ST. PETERSBURG, Fla. — Approaching the one-year anniversary of Hurricane Maria striking Puerto Rico and some evacuees are still in limbo. 

  • Housing vouchers for Puerto Rico residents after Hurricane Maria ending
  • Many Puerto Ricans sought refuge in Florida after the storm
  • More than 600 families still using vouchers, more than half in FL

Some Puerto Ricans seeking refuge in Florida are now scrambling to find housing as FEMA's temporary housing voucher program is coming to an end. 

Those federal vouchers paying for hotel rooms are set to expire on Friday. 

A federal judge in Massachusetts set Friday as the deadline for the vouchers to end after denying an effort to force FEMA to continue the program. The ruling by U.S. District Judge Timothy Hillman, who expressed anguish over his decision, ended almost three months of legal challenges and extensions.

As of Tuesday, there were more than 600 families using the vouchers on the mainland, with more than half of those families in Florida. Almost 400 families were using the vouchers on the island.

FEMA hasn't done enough for the evacuees, forcing local governments and organizations to step up, advocates say.

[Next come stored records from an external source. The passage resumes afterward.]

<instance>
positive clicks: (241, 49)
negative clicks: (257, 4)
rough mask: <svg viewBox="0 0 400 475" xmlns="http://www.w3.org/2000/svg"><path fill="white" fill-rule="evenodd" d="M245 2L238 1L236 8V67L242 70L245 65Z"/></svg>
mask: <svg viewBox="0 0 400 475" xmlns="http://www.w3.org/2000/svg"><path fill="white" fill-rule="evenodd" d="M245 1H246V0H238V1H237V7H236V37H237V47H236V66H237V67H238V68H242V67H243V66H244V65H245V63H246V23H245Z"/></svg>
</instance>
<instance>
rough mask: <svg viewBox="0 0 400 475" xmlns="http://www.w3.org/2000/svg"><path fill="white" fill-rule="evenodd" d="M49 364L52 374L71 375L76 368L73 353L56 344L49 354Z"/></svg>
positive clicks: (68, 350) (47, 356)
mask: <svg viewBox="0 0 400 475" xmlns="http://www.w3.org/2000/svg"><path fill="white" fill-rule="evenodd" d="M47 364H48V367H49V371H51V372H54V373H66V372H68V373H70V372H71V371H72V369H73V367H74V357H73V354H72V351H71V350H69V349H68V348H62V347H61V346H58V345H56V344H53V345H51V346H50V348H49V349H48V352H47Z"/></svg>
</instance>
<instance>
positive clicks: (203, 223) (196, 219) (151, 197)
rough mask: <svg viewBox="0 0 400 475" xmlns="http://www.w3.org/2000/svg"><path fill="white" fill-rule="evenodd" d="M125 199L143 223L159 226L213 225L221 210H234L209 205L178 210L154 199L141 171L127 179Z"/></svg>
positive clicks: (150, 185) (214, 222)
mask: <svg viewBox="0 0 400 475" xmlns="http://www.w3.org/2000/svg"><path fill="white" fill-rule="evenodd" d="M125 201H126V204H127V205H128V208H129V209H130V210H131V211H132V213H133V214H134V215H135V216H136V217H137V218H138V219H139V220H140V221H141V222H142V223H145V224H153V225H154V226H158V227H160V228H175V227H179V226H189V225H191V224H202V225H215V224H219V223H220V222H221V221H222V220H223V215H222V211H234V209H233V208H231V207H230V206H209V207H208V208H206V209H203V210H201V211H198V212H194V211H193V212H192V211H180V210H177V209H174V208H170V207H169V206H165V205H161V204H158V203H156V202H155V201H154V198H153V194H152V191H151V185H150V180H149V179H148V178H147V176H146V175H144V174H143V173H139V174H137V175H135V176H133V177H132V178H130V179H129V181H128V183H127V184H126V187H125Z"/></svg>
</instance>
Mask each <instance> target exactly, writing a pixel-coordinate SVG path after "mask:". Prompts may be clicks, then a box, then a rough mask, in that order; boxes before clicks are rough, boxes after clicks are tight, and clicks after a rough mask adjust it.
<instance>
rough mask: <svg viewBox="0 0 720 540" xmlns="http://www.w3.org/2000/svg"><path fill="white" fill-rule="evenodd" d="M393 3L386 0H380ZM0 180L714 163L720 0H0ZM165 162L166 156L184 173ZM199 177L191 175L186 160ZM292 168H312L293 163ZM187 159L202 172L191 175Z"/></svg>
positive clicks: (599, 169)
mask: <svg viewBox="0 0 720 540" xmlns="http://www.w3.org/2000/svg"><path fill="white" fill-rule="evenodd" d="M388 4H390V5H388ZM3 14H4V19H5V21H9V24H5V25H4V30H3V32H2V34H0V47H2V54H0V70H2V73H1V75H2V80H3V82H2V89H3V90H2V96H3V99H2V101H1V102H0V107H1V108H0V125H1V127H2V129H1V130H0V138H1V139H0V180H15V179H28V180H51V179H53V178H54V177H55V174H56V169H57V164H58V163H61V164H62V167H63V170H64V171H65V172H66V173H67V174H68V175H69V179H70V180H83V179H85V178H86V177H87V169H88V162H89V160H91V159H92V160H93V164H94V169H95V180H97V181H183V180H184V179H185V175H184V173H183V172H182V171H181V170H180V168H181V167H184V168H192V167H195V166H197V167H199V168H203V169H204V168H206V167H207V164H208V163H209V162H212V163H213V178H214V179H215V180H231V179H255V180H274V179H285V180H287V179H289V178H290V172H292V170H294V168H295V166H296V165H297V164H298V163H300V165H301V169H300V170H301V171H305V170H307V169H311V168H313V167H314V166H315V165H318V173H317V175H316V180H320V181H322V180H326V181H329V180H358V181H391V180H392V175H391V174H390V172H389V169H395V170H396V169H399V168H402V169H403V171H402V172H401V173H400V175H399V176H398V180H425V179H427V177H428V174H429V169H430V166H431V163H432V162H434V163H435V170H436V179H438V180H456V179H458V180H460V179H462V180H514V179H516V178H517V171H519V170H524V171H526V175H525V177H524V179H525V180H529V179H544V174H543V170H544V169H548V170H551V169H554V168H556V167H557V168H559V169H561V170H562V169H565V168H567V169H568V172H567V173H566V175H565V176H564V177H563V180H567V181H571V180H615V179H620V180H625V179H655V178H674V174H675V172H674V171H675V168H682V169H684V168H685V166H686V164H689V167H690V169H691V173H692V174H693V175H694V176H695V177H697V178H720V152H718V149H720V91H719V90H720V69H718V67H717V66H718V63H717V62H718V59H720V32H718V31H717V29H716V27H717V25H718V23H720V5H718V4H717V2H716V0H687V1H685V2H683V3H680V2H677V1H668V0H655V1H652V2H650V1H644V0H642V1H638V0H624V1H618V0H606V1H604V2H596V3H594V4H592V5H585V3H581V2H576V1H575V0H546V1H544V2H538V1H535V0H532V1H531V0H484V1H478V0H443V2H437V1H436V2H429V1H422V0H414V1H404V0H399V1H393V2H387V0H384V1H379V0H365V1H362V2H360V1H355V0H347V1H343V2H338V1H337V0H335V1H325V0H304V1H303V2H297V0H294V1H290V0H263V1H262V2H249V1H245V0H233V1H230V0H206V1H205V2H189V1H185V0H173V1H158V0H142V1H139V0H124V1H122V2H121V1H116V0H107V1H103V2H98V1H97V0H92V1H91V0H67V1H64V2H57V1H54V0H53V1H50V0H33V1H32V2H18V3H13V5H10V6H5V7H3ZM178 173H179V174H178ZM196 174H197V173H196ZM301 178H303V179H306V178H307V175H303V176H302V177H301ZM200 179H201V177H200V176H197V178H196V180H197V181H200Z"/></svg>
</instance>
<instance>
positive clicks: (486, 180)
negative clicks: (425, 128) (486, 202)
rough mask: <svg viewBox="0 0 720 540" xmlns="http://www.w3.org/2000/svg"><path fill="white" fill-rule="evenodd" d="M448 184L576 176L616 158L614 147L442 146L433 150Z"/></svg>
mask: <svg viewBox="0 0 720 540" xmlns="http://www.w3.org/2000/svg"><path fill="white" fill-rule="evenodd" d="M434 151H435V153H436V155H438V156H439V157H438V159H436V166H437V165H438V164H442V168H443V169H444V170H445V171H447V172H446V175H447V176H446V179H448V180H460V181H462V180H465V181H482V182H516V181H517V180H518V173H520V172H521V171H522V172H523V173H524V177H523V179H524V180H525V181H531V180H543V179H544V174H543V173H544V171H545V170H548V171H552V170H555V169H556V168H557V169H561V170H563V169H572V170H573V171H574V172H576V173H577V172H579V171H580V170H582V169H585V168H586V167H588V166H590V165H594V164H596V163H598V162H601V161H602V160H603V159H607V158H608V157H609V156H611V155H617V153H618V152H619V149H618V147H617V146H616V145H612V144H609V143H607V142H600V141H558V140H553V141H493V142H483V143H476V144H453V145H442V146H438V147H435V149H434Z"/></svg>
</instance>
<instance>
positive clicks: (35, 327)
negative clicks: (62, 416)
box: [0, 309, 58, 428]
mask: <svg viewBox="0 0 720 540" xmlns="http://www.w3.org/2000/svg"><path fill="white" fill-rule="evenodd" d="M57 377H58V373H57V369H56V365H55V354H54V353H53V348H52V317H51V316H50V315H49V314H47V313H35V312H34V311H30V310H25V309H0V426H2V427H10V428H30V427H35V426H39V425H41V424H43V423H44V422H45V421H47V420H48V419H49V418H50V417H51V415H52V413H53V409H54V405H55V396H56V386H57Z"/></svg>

"Now the location (the families) chose in a moment of deep urgency and disaster is affecting their ability to find housing. This is exactly what we were trying to avoid," said Natasha Lycia Ora Bannan, a lawyer with LatinoJustice PRLDEF, which brought the lawsuit against FEMA.

FEMA said in a court filing last month that Puerto Rico has received $3.9 billion in assistance for Hurricane Maria, compared with $2.4 billion for Texas for Hurricane Harvey and $1.1 billion for Florida for Hurricane Irma.

In central Florida, the local United Way is offering up to $5,000 toward security deposits for some families. In New York City, more than 540 Puerto Rican evacuees are already in the city shelter system, and 30 other families may end up there after their hotel vouchers end.

Massachusetts, the state with the second largest number of evacuee families after Florida, will allow families with children and people with medical conditions to remain in hotels temporarily on the state's dime, said Gina Plata-Nino, an attorney with the Central West Justice Center. 

The state will also provide rental assistance for one year to transition evacuees into more permanent housing, she said. 

U.S. Rep. Darren Soto, whose staffers held office hours at three central Florida hotels this week to assist evacuees, put the blame on President Donald Trump and a Republican-dominated Congress that did not pass supplemental disaster relief assistance.

"President Trump, to this day, has not acknowledged, not only the lack of resources and slow response time, but the continued issues in Puerto Rico," said Soto, a Democrat whose district covers a part of metro Orlando. "It didn't have to be this way."

Trump this week called the response to Hurricane Maria "an incredible, unsung success" and said his administration did an "underappreciated great job."

Puerto Rico's governor last month raised the U.S. territory's official death toll from Hurricane Maria from 64 to 2,975.

Information from the Associated Press was used in this report.